No trimestre, os GEM são destaque de captação, levantando US$ 4,46 bilhões, depois de saída de US$ 6,63 bilhões em igual período de 2008. Apesar da captação na semana, os fundos Ásia (ex-Japão) encerram o periodo com perda líquida de US$ 889 milhões. Trimestre negativo também para os EMEA, que perderam US$ 1,33 bilhão.
Ainda de acordo com Durham, a impressão é de que os investidores estão colocando o dinheiro que estava fora do mercado para trabalhar, buscando ativos de maior risco e rentabilidade.
Embasando tal percepção, os "money market funds", categoria que reúne carteiras de curto prazo e de baixo risco, apresentaram saques de US$ 9 bilhões na semana. Nas últimas quatro semanas, o grupo que foi símbolo da aversão ao risco, já perdeu mais de US$ 57 bilhões. Mas no trimestre, a saída líquida ficou em US$ 33,92 bilhões. Cabe lembrar que em igual período de 2008, tal grupo tinha recebido US$ 140 bilhões.
Entre os mercados desenvolvidos, os Fundos de Ações dos Estados Unidos continuaram perdendo recursos. Os saques na semana somaram US$ 1,1 bilhão, elevando o total retirado no ano para US$ 47,84 bilhões.

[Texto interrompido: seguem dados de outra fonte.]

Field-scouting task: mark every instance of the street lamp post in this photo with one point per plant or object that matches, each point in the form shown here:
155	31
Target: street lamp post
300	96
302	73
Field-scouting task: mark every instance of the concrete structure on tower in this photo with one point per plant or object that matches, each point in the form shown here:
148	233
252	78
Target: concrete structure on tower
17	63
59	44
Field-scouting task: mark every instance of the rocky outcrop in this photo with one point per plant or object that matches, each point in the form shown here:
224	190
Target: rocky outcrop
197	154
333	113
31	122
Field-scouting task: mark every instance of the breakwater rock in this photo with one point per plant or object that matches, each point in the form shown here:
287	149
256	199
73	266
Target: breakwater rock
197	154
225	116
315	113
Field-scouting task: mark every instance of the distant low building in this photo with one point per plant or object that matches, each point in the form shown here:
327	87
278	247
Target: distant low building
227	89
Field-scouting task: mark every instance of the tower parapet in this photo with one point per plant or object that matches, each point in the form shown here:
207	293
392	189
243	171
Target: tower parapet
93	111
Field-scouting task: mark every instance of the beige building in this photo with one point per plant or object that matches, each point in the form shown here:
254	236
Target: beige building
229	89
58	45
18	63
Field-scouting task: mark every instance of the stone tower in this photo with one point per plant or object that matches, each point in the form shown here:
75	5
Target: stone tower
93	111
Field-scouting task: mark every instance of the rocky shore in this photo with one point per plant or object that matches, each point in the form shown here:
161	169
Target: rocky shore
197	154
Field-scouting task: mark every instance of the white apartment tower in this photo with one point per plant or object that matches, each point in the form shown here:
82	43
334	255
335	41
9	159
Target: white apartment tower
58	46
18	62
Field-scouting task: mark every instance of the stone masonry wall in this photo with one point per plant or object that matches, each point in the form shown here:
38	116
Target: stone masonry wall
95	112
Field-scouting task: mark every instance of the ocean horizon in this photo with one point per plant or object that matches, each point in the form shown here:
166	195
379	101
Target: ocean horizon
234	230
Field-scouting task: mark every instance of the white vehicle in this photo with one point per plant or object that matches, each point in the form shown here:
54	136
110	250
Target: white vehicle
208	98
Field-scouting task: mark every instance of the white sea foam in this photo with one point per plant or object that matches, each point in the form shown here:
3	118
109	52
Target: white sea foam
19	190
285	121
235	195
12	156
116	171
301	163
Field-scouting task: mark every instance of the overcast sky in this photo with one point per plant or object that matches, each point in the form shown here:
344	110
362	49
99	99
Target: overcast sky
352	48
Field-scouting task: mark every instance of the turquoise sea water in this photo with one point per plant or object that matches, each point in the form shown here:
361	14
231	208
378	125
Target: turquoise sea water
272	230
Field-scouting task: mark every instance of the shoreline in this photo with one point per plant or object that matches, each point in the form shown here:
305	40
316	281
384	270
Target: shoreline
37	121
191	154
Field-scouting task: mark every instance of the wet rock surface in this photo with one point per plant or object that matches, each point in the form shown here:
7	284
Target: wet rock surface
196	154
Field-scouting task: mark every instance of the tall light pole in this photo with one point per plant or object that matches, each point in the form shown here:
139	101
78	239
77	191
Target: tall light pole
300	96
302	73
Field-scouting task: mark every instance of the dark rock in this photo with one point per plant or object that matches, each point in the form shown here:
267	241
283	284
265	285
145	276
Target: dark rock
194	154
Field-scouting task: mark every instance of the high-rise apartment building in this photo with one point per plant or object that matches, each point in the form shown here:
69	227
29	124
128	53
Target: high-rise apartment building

Perdas também para os Fundos de Ações do Japão, onde a retirada somou US$ 487 milhões na semana. Já no trimestre, a perda somou US$ 3,37 bilhões.
Os veículos de investimento voltados à Europa marcaram a segunda semana de captação de recursos, o que ajudou a reduzir o volume de saques no trimestre para US$ 522 milhões.
Entre os fundos setoriais, Tecnologia e Commodities registraram os influxos mais relevantes da semana, recebendo US$ 173 milhões e US$ 345 milhões, respectivamente. E categorias mais defensivas, como Saúde/Biotecnologia foram alvo de saques.